A "tetchy" letter from England

Richard Wood is an old friend of 40 years. He's also a Yorkshireman, which means he speaks his mind.

So it was that I opened my e-mail this morning to find this letter (below), which he himself describes as "tetchy."

You can sense his impatience (even anger) not only with America generally but with me in particular for my choice of subjects these past few days. He is accusing us of ignorant trivializing of this election's significance to the planet.

The rest of the world has about had it with the American electorate and this campaign. Richard doesn't even cite the worst of it.
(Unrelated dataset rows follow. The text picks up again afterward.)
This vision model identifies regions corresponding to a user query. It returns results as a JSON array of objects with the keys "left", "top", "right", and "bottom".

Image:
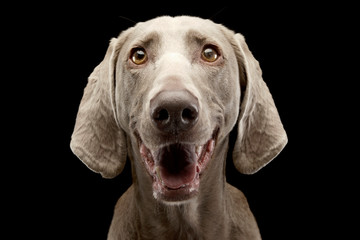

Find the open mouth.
[{"left": 139, "top": 130, "right": 218, "bottom": 202}]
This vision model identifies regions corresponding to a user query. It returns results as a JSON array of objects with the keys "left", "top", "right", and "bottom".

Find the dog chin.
[{"left": 139, "top": 130, "right": 218, "bottom": 205}]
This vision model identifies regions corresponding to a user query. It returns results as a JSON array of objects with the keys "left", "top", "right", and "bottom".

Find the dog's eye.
[
  {"left": 201, "top": 45, "right": 220, "bottom": 62},
  {"left": 130, "top": 47, "right": 147, "bottom": 65}
]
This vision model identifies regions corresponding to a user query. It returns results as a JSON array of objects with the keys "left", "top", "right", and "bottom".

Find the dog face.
[
  {"left": 115, "top": 18, "right": 240, "bottom": 201},
  {"left": 71, "top": 17, "right": 287, "bottom": 202}
]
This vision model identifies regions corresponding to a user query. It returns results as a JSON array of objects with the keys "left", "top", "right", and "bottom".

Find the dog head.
[{"left": 71, "top": 17, "right": 287, "bottom": 202}]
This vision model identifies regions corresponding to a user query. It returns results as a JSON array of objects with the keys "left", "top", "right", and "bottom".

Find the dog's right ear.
[{"left": 70, "top": 35, "right": 127, "bottom": 178}]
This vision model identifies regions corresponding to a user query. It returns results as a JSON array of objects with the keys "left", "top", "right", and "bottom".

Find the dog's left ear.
[
  {"left": 70, "top": 35, "right": 127, "bottom": 178},
  {"left": 232, "top": 34, "right": 287, "bottom": 174}
]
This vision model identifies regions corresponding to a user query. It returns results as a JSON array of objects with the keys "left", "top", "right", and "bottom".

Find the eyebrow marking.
[
  {"left": 136, "top": 32, "right": 160, "bottom": 48},
  {"left": 186, "top": 29, "right": 208, "bottom": 45}
]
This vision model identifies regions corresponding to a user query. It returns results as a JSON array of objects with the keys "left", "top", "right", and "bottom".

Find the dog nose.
[{"left": 150, "top": 90, "right": 199, "bottom": 134}]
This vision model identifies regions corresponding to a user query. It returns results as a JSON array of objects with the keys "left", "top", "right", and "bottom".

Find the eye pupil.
[
  {"left": 202, "top": 47, "right": 218, "bottom": 62},
  {"left": 130, "top": 48, "right": 147, "bottom": 65}
]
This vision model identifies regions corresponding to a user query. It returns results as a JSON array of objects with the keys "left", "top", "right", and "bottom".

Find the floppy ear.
[
  {"left": 233, "top": 34, "right": 287, "bottom": 174},
  {"left": 70, "top": 38, "right": 127, "bottom": 178}
]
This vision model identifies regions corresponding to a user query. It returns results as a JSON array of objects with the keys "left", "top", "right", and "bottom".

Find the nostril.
[
  {"left": 181, "top": 106, "right": 198, "bottom": 124},
  {"left": 153, "top": 108, "right": 170, "bottom": 122}
]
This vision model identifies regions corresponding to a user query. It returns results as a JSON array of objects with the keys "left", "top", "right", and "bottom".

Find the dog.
[{"left": 70, "top": 16, "right": 287, "bottom": 240}]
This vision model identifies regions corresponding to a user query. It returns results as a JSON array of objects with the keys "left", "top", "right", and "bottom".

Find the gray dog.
[{"left": 71, "top": 16, "right": 287, "bottom": 240}]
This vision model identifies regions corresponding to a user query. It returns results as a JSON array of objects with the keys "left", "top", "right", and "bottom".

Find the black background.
[{"left": 7, "top": 1, "right": 356, "bottom": 240}]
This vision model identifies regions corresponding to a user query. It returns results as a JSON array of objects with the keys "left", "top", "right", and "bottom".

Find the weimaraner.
[{"left": 71, "top": 16, "right": 287, "bottom": 240}]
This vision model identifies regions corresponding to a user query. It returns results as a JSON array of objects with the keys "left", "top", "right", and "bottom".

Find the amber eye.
[
  {"left": 201, "top": 45, "right": 220, "bottom": 62},
  {"left": 130, "top": 47, "right": 147, "bottom": 65}
]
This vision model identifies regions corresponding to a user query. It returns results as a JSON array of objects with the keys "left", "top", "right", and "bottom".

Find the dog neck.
[{"left": 133, "top": 139, "right": 228, "bottom": 239}]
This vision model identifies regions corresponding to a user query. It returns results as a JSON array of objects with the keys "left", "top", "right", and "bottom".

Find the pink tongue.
[{"left": 159, "top": 163, "right": 196, "bottom": 189}]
The attack ads, the voting machines that change your vote (go here), the voter suppression, the robo-calls, the transformation of politics into entertainment (Read "Amusing Ourselves to Death"), the racism, the hateful claques at the rallies.

There's a lot to get tetchy about.

Here is Richard's letter.

Are climate change, ecology, the environment, the immediate future of the physical planet itself issues at all with the American public?

In your three current posted stories - the disastrous local landslide, Cindy's dollars, and the debate by the would-be presidents, there is no hint of awareness that there are huge policy questions waiting to be answered.

The whole world is watching.

We don't care what the next president looks like, his sex appeal, whether he makes eye contact, how many zillion dollars his wife earns, how heroic or cowardly he was in Vietnam. We want to know if he is going to kick-start America's involvement in saving the planet. Does he (do you) make the link between natural disaster and climate change? Did a natural fault line create the landslide or was it the result of more than usually violent weather patterns? If the latter, are they related to what used to be called global warming?

Here in North Yorkshire we have had three successive relentlessly wet summers, as predicted by the climate change theorists. We have had massive flooding, with water pouring through the homes of thousands of people more than once each summer. Snow is a thing of the past. A whole generation of under-20s has grown up without ever seeing snow, in a county whose winters were once dominated by snow and ice.

There are climate change skeptics, but not many. Most people are now making uncomfortable shifts in the way they live, think and behave.

There are many, many great American scientists standing by for signals from the new American political leadership that the dark days of Bush ignorance are over, that your country is ready to play its part in combating man-induced climate change. You are the greatest users of non-renewable energy in the world. How willing is the new leadership going to be to wake the people up, get them started on massive changes in personal habits?

Does Obama mean what he says when he promises America will have cut off its dependence on Middle East oil within 10 years? Dare he and does he know how to go about this? What are his links with Al Gore; how prepared is he to listen to and learn from him?

Let's hear these questions asked loudly so that we know what these guys are truly made of.
Maybe the mesmerising line running across the TV screen during the next debate could reflect the responses of the political blog writers!